Und ich unterschreibe. Auch ich schäme mich des Evangeliums nicht. Es ist eine Kraft, eine Kraft Gottes, die Kraft Gottes, die im und durch den Glauben kommt. Eine Kraft, die mich zerrissenen Menschen durchs Leben bringt. Die Kraft, die mich am Leben hält, weil Gott mir gut zuredet. Dieser Kraft Gott schäme ich mich nicht. Nein, des Evangeliums schäme ich mich nicht. Nicht des Evangeliums.

Aber…

Im Sommer war ich in Brandenburg. Brandenburg ist schön. Im Sommer. Ein See, ein Schloss, ein Kirchlein. So ist das überall in Brandenburg. See, Schloss, Kirchlein. Das Kirchlein war offen. Kleine Seitentür. Große Vordertür gab’s gar nicht. Angenehme Kühle. Mich begrüßt ein Spiegel in Goldrahmen auf einem Stuhl. Wie mit Lippenstift stand auf dem Spiegel geschrieben: „Du bist willkommen und gesegnet. Denke liebevoll an dich und segne dich. Nimm Glitzer dazu“. Auf dem Stuhl eine Tube Glitzer.

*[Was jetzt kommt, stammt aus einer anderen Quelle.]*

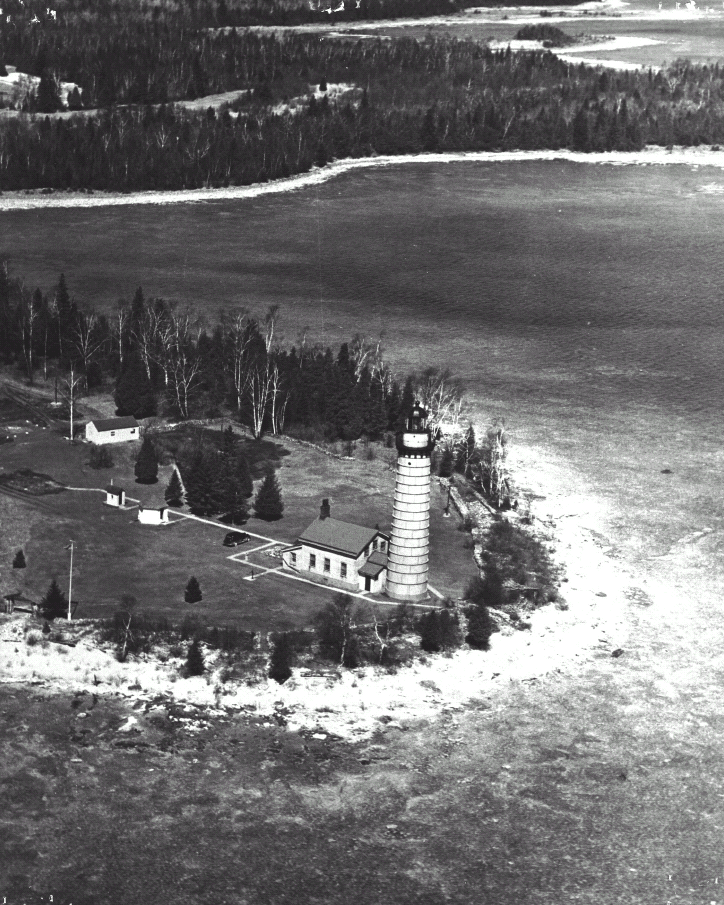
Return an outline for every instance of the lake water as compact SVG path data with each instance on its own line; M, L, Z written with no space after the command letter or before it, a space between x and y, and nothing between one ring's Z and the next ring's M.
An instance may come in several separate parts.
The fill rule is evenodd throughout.
M407 163L243 201L4 213L3 253L99 309L140 284L211 321L279 304L289 342L383 335L400 371L450 367L472 416L565 455L647 559L724 517L723 214L705 167Z

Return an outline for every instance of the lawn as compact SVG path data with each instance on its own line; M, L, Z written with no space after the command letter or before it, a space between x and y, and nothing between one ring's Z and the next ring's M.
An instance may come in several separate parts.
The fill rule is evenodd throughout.
M372 460L344 460L294 443L242 442L257 486L264 461L276 462L285 504L284 517L278 522L250 518L246 525L249 532L282 542L294 541L318 516L323 497L331 500L336 518L369 526L379 524L389 530L395 479L390 450L380 450ZM88 444L71 445L53 430L31 428L0 451L0 474L30 467L71 487L98 489L112 478L129 497L147 505L162 504L172 466L160 468L157 484L136 484L136 448L133 443L114 447L114 467L94 470L87 464ZM22 574L10 574L5 582L8 587L16 589L24 582L28 596L39 599L55 577L67 589L67 546L73 540L73 596L79 601L78 615L87 618L111 615L121 598L130 595L143 612L174 622L194 613L210 625L279 631L309 625L329 599L329 591L281 576L244 581L249 567L228 559L244 548L229 550L222 546L226 527L173 515L168 526L144 526L138 523L135 509L116 510L106 506L104 499L102 493L93 490L14 499L13 504L32 513L33 518L25 544L28 568ZM475 566L469 536L456 530L456 518L442 516L445 499L433 481L430 583L445 595L459 596ZM14 547L8 545L3 554L8 566ZM263 556L255 559L267 560ZM277 562L269 559L264 565ZM201 585L203 600L199 604L187 604L183 599L191 575Z

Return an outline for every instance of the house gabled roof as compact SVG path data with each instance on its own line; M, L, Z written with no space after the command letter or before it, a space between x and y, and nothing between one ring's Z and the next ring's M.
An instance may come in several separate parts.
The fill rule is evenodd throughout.
M299 536L299 542L334 553L345 553L356 559L381 533L376 528L340 522L336 518L318 518Z
M387 568L387 554L381 550L375 550L368 558L367 562L358 570L357 574L363 578L377 578L380 572L384 572Z
M123 430L126 427L138 427L138 421L132 416L127 418L101 418L89 421L97 431Z

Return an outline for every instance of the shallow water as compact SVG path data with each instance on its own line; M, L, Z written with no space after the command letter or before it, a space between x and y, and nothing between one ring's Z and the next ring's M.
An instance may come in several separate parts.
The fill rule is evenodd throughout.
M7 212L3 253L105 310L142 285L210 321L279 304L288 342L383 335L399 370L450 367L472 416L635 508L617 538L645 557L724 515L723 213L705 167L408 163L241 201Z

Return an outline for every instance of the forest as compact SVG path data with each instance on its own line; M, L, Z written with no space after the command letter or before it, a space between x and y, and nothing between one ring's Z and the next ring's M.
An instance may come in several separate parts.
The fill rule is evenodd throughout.
M462 388L434 369L393 376L379 343L356 336L336 352L306 335L276 340L279 311L239 308L209 324L142 289L112 316L82 310L63 275L30 291L0 267L0 361L32 384L57 375L78 394L111 388L119 415L218 417L230 410L256 438L379 439L397 430L415 397L437 421L460 412Z
M132 47L108 45L113 65L91 47L56 48L68 58L62 77L87 86L84 98L103 110L3 120L0 190L220 187L379 154L724 142L718 66L598 72L548 52L450 39L348 43L234 31L185 45L162 35L153 59L142 41ZM336 102L309 96L330 82L358 90ZM247 94L219 112L170 103L234 89ZM307 95L300 107L275 106L299 94Z

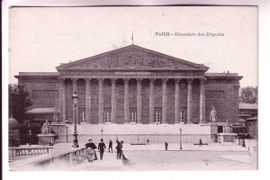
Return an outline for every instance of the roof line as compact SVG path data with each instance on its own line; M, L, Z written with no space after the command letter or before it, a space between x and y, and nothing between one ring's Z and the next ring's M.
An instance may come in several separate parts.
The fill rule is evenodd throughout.
M146 48L143 48L143 47L140 47L140 46L138 46L138 45L135 45L135 44L131 44L131 45L128 45L128 46L125 46L125 47L122 47L122 48L120 48L120 49L116 49L116 50L109 50L109 51L106 51L106 52L103 52L101 54L97 54L97 55L94 55L94 56L92 56L92 57L88 57L88 58L82 58L82 59L78 59L78 60L76 60L76 61L73 61L73 62L69 62L69 63L65 63L63 65L60 65L60 66L58 66L56 67L57 69L58 68L65 68L65 67L68 67L68 66L70 66L70 65L76 65L76 64L78 64L80 62L84 62L85 60L87 60L89 58L98 58L100 56L104 56L104 55L106 55L106 54L110 54L112 52L117 52L117 51L121 51L122 50L125 50L125 49L129 49L130 47L137 47L139 49L141 49L143 50L146 50L146 51L150 51L150 52L153 52L153 53L157 53L158 55L161 55L161 56L166 56L167 58L174 58L175 60L178 60L178 61L182 61L184 63L186 63L186 64L189 64L189 65L193 65L194 67L197 67L197 68L203 68L204 70L208 70L209 68L208 67L205 67L203 65L201 65L201 64L197 64L197 63L194 63L194 62L190 62L190 61L187 61L187 60L184 60L184 59L182 59L182 58L176 58L176 57L172 57L170 55L166 55L166 54L163 54L161 52L158 52L158 51L155 51L155 50L149 50L149 49L146 49Z

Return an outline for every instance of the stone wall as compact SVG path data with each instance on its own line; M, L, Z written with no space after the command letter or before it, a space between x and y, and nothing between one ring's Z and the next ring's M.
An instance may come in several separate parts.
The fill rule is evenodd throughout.
M33 98L32 92L34 90L40 91L58 91L59 81L57 77L42 78L25 78L19 80L19 84L25 86L30 93L30 97L34 104L30 109L35 107L58 107L60 109L60 102L58 98ZM66 79L66 112L69 122L73 122L73 94L72 81ZM218 112L218 122L237 122L238 119L238 80L223 79L219 77L211 77L206 80L205 84L205 120L209 122L210 112L212 107ZM187 108L187 84L185 79L180 81L180 111L185 112ZM91 123L98 123L98 82L96 79L91 81ZM105 79L104 83L104 107L111 110L112 104L112 85L110 79ZM130 108L137 108L137 82L135 79L130 80ZM58 92L58 97L59 97ZM199 122L200 114L200 81L194 79L192 86L193 93L193 115L192 122ZM46 94L46 93L45 93ZM77 80L78 94L78 111L79 112L86 109L86 83L84 79ZM48 95L48 94L47 94ZM142 123L149 122L149 80L144 79L141 84L142 95ZM162 108L162 82L156 79L154 87L155 108L161 110ZM124 83L122 79L116 82L116 123L124 122ZM175 82L174 79L167 81L167 123L175 122ZM162 118L161 118L162 119ZM87 122L89 121L86 120Z
M224 79L207 79L205 84L205 119L210 121L212 107L217 111L217 122L238 122L238 82Z

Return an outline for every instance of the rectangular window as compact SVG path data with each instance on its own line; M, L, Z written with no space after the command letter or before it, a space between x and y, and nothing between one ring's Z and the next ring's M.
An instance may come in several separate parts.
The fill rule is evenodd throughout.
M80 122L85 123L86 119L86 109L78 109L78 112Z
M104 111L104 122L105 123L111 123L112 122L111 110L105 110Z
M185 122L185 118L184 118L184 111L181 111L181 113L180 113L180 120L181 120L181 122Z
M32 90L32 98L35 99L58 99L58 90Z
M136 111L131 110L130 112L130 123L136 123L137 121L137 114L136 114Z
M161 111L160 110L156 110L155 111L155 123L160 124L160 120L161 120Z

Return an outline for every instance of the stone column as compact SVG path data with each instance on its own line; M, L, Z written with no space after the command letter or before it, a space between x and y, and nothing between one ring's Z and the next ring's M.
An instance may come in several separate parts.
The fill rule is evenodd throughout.
M167 79L162 79L162 123L166 123L166 105L167 105L167 95L166 95L166 82Z
M104 79L100 78L98 81L98 123L104 123Z
M141 123L141 110L142 110L142 104L141 104L141 81L142 79L136 79L137 80L137 123Z
M205 122L205 79L200 79L200 123Z
M175 79L175 123L180 123L180 79Z
M112 82L112 123L116 123L116 80L111 79Z
M123 79L124 81L124 123L130 122L130 79Z
M86 122L91 123L91 79L86 79Z
M72 94L74 94L74 92L76 92L76 94L78 95L77 93L77 88L76 88L76 78L73 78L72 80ZM72 102L73 104L73 102ZM74 109L74 104L73 104L73 109ZM77 112L77 105L76 105L76 114L75 114L75 111L72 111L73 113L73 119L72 119L72 122L74 122L75 117L76 117L76 123L79 123L79 119L78 119L78 112Z
M155 99L154 99L154 83L156 79L149 79L149 123L154 123Z
M192 116L193 116L193 81L194 79L186 79L187 80L187 123L192 123Z
M61 104L61 122L66 121L66 84L65 79L60 79L60 104Z

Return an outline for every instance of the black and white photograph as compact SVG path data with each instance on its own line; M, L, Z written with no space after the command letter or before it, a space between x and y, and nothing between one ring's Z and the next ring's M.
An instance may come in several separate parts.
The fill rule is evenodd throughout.
M258 169L256 5L8 9L8 169Z

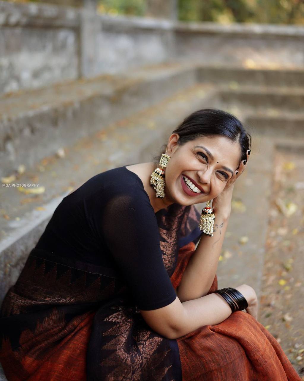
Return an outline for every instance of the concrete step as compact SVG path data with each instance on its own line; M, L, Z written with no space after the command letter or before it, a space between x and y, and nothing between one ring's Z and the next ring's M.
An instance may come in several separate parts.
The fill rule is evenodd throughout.
M219 101L229 107L250 107L255 112L271 108L278 113L302 113L304 89L291 86L242 85L235 89L219 86Z
M219 105L296 111L303 101L303 78L299 70L171 62L7 94L0 97L0 177L197 82L223 85ZM277 94L278 87L285 85L296 92L287 87L285 94Z
M171 131L189 113L208 107L213 87L198 84L162 102L104 126L65 147L65 156L49 155L0 189L0 295L16 279L30 251L57 205L73 189L112 168L150 161ZM28 194L13 186L38 183L45 191Z
M104 75L0 97L0 176L196 83L192 67ZM33 149L33 147L35 147Z
M300 69L271 70L229 65L218 67L200 65L197 69L197 78L200 82L228 83L233 88L241 85L304 87L304 70Z

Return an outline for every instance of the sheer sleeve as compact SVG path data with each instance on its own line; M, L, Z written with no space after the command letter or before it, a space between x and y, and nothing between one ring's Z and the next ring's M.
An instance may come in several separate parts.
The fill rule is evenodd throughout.
M172 303L176 294L163 262L154 210L139 187L107 197L102 219L104 239L138 308Z

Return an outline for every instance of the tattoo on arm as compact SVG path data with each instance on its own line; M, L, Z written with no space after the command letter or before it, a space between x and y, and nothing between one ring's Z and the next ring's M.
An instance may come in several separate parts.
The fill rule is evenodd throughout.
M215 227L216 227L216 229L213 229L213 232L214 232L217 231L218 229L220 229L220 236L222 235L222 231L220 230L220 229L221 229L221 228L223 227L223 226L224 226L224 222L223 222L223 222L222 222L222 223L220 224L220 225L218 225L217 224L215 224ZM219 238L218 238L218 239L217 240L217 241L215 241L215 242L213 243L212 244L212 247L214 246L214 245L216 243L217 243L217 242L218 242L218 241L220 239L220 238L221 238L220 237Z

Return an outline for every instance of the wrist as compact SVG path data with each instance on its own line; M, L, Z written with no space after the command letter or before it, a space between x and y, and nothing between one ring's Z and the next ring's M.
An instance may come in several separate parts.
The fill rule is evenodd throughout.
M256 294L254 289L248 285L243 284L234 287L234 288L242 294L249 305L252 304L257 299Z

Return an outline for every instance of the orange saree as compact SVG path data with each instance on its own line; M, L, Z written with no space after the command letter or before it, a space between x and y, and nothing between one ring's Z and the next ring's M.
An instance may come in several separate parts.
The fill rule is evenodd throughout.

Wunderbar. Was will man auch machen auf dem Dorf, wenn schon lang keine Pfarrerin, kein Pfarrer mehr da ist. Muss man sich selber helfen, muss man sich selber segnen. Und gleich die Anleitung dazu: Liebevoll an sich denken und Glitzer dazu nehmen.

Mich hat das sehr berührt. Aber in einer doppelten, ambivalenten Weise. Einerseits hat mich die liebevolle Originalität berührt, mit der da vermutlich eine Älteste der Gemeinde sich etwas ausgedacht hat, um Besucher zu begrüßen und zum Schmunzeln zu bringen. Begrüßung mit niederschwelliger Spiritualitätsanleitung. Andererseits habe ich mich auch ein bisschen geschämt. Eher unangenehm berührt hat mich die Unbedarftheit, die – wie so ich es nennen? – kleinbürgerliche Niedlichkeit, mit der hier das Evangelium, die Kraft Gottes verzwergt wird. Denk liebevoll an dich und nimm ein wenig Glitzer. Spieglein, Spieglein auf dem Stuhl…

Natürlich kann man Besucher*innen nicht mit dem auf dem Stuhl aufgeschlagenen Römerbrief begrüßen. Da ist ja viel zu viel von Sünde die Rede und diese Rede ist nicht niederschwellig, sondern so hochschwellig, dass jeder, der reinkommt, über so viel Sünde erstmal stolpert. Aber sollte man nicht stolpern, wenn man in die Kirche kommt?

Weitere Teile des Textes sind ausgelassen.